Khitan, Sejarah Panjang Peradaban Manusia

Khitan

Di samping mendatangkan manfaat bagi kesehatan, khitan juga menjadi salah satu identitas keislaman seseorang dan bentuk ketundukan kepada Allah Swt.

Oleh. Sartinah
(Tim Penulis Inti NarasiPost.Com & Penulis Rempaka Literasi)

NarasiPost.Com-Sejarah adalah peristiwa yang terjadi di masa lalu. Dengan membaca sejarah, maka manusia akan mengetahui hal-hal yang terjadi pada masa lampau, baik sebelum maupun setelah Islam datang. Salah satu peristiwa yang terpatri dalam bingkai sejarah dan mungkin tidak banyak diketahui khalayak saat ini adalah tradisi sunat atau khitan.

Khitan merupakan bagian yang tidak terpisahkan dari kaum muslim sejak zaman dahulu hingga saat ini, bahkan selamanya. Lantas, jika umat Islam telah terbiasa dengan tradisi khitan, lalu bagaimana dengan masa-masa sebelum datangnya Islam? Apakah umat-umat terdahulu juga melakukan khitan? Jika benar, bagaimana sejarah khitan dari masa ke masa? Bagaimana pula pandangan Islam tentang khitan? 

Khitan dalam Taurat dan Injil

Injil dan Taurat adalah kitab suci yang disebarkan oleh Yesus (Nabi Isa a.s.) dan Nabi Musa a.s.
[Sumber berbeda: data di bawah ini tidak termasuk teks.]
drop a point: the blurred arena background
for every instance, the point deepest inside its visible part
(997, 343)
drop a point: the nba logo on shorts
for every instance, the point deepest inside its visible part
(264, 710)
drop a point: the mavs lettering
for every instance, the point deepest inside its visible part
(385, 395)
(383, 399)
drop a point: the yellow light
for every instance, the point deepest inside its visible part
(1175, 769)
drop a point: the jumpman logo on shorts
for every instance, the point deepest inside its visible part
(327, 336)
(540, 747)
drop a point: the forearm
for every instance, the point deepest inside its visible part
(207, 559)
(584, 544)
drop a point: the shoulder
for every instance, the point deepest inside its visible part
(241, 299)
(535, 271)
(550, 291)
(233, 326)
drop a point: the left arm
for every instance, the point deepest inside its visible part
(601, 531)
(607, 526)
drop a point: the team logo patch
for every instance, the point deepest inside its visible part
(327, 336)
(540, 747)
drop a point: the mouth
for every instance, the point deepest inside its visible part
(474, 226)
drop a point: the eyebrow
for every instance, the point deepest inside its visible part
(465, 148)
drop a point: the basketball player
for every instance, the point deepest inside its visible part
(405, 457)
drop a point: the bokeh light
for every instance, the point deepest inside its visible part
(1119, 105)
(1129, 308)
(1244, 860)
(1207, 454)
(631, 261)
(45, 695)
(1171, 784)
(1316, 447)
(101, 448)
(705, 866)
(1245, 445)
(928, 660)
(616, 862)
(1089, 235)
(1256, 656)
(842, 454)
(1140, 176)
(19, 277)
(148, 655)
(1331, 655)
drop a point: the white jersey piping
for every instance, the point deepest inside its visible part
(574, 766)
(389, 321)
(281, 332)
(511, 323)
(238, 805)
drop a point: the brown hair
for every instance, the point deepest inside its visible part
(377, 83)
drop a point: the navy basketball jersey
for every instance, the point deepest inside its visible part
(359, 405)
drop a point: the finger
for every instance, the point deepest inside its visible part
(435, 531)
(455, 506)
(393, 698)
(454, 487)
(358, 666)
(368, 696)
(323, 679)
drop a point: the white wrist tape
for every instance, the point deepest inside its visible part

Dalam ajaran Injil dan Taurat, disebutkan bahwa setiap laki-laki diperintahkan untuk berkhitan. Sebagaimana yang telah dicontohkan oleh Yesus. Menurut Injil Lukas, Yesus disebut telah disunat pada hari ke delapan setelah kelahirannya (Wikipedia). Demikian pula dengan ajaran Yahudi yang memercayai bahwa Tuhan telah berkata kepada Abraham agar setiap laki-kaki di antara mereka harus disunat. (Bbc.com, 01/10/2023)

Sayangnya, ajaran ini (tentang khitan) sudah ditinggalkan oleh para pengikutnya. Para penganut Yudaisme (Yahudi) dan Kristen memang masih mempertahankan tradisi-tradisi lain, seperti merayakan Natal dan Hanukkah (Paskah), tetapi telah meninggalkan praktik khitan. Faktor awal yang menyebabkan Kristen dan Yudaisme meninggalkan tradisi sunat adalah adanya perpecahan mengenai khitan yang terjadi sekitar tahun 50, sebagaimana dijelaskan dalam Perjanjian Baru.

Tokoh utama yang sangat berperan dalam konflik tersebut adalah Santo Paulus dan Santo Petrus. Santo Paulus menjadi pihak yang menganjurkan khitan bagi mereka yang ingin menjadi Kristen, sedangkan Santo Petrus justru sebaliknya. Yakni tidak menganjurkan khitan bagi orang-orang yang hendak masuk Kristen.

Santo Petrus adalah orang yang menyebarkan ajaran kristiani di kalangan bangsa Yahudi, sedangkan Santo Paulus yang saat itu berpredikat Paulus dari Tarsus, menjadi orang yang paling antusias menyebarkan ajaran Yesus ke seluruh dunia, khususnya di kalangan orang-orang non-Yahudi. (Bbc.com, 01/10/2023) 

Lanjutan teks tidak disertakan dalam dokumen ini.